Emmylou Harris’s Woofstock 2012 Concert Will Benefit Animal Rescue

Emmylou Harris’s first calling in life was music. Her second? Pet adoption and animal rescue

Years ago, Harris started Bonaparte’s Retreat, a non-profit organization that seeks to rescue dogs that could not be adopted through the Nashville Humane Association. Bonaparte’s has since evolved into rescuing dogs that have run out of time at Metro Nashville Animal Control.

In an effort to raise greater awareness for animal-rescue and pet adoption, Harris will host the first annual 2012 Woofstock at the Fontanel Mansion, in Nashville, on August 18. All proceeds will benefit Bonaparte’s Retreat.

This all-day concert event (10 a.m. to 4 p.m.) includes performers Emmylou Harris, Buddy Miller and Shawn Camp, among various others. Admission is open to the public and tickets can be purchased in the form of a $20 donation, which will be collected at the gate the day of the event. Children twelve and under will be admitted for free. All proceeds will benefit Bonaparte’s Retreat.

We recently chatted with Emmy about the event and the issue of dog rescue.

What was the inspiration for Woofstock?

Well, we have a pet adoption event that’s in its third year now called Miracle on Music Row, where we have music and auction items and a parade. At the last event I was in a convertible holding this poor dog that was up for adoption that had been tied to a trailer for twelve years. He had been blind his whole life. Bonaparte’s Retreat ended up adopting him, by the way. So I’m holding this dog and we’re driving down the road and there’s a guy in a wheelchair with his little Chihuahua and he’s wheeling along and he says, “You need to have an event and call it Woofstock.” I swear to you!
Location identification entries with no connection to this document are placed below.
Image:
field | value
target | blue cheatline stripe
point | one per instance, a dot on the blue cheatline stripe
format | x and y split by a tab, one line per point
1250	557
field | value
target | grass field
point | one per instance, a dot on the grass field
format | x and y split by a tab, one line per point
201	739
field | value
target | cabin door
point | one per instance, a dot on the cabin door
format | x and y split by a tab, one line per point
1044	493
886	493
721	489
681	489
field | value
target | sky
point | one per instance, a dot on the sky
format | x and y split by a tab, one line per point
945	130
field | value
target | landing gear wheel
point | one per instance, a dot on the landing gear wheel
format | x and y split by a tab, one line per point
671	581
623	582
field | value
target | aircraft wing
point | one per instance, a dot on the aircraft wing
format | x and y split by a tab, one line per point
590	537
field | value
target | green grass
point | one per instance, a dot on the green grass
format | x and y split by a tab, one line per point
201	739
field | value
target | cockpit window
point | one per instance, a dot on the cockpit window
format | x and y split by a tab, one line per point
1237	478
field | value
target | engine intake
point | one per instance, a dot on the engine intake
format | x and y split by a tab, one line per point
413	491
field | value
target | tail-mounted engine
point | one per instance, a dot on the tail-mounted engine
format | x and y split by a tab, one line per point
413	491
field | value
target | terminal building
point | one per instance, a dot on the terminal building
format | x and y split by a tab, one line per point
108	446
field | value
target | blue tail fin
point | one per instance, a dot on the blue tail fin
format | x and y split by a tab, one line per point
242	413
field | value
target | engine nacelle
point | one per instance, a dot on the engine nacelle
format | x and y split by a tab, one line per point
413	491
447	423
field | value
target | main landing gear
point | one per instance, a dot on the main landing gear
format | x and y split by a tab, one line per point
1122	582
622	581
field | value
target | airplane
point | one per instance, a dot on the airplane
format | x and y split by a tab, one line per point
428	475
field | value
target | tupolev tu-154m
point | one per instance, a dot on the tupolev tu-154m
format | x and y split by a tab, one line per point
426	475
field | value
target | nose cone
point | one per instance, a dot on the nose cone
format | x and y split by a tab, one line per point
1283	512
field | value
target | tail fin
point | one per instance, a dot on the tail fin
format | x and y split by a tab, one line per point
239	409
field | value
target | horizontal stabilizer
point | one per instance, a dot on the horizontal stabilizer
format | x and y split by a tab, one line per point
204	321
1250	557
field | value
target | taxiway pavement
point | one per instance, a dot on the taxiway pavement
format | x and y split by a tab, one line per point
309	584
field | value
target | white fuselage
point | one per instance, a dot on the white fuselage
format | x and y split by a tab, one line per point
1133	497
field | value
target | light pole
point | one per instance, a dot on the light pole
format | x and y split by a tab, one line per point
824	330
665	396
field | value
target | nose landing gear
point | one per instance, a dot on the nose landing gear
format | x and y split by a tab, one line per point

And I thought, “What a great idea.” But then we saw that Woofstock is all over the country. So, because of the generosity of the Mandrells offering Fontanel, it became Woofstock at Fontanel.

Bonaparte’s Retreat seems to be very involved in educating the public about animal rescue. Has awareness increased?

I don’t know. I think it probably has. I mean, of course, I’m still right at the front lines at Metro Nashville Animal Control Services. There are close to a thousand animals. It’s just endless, the flow of unwanted dogs and cats. So obviously, people aren’t spaying and neutering. But we have to think positively and do positively. We have to try to get low-cost spaying and neutering and educate people and make it the hip thing to do, but also make it easy. We probably need more PSA’s [pet shelters].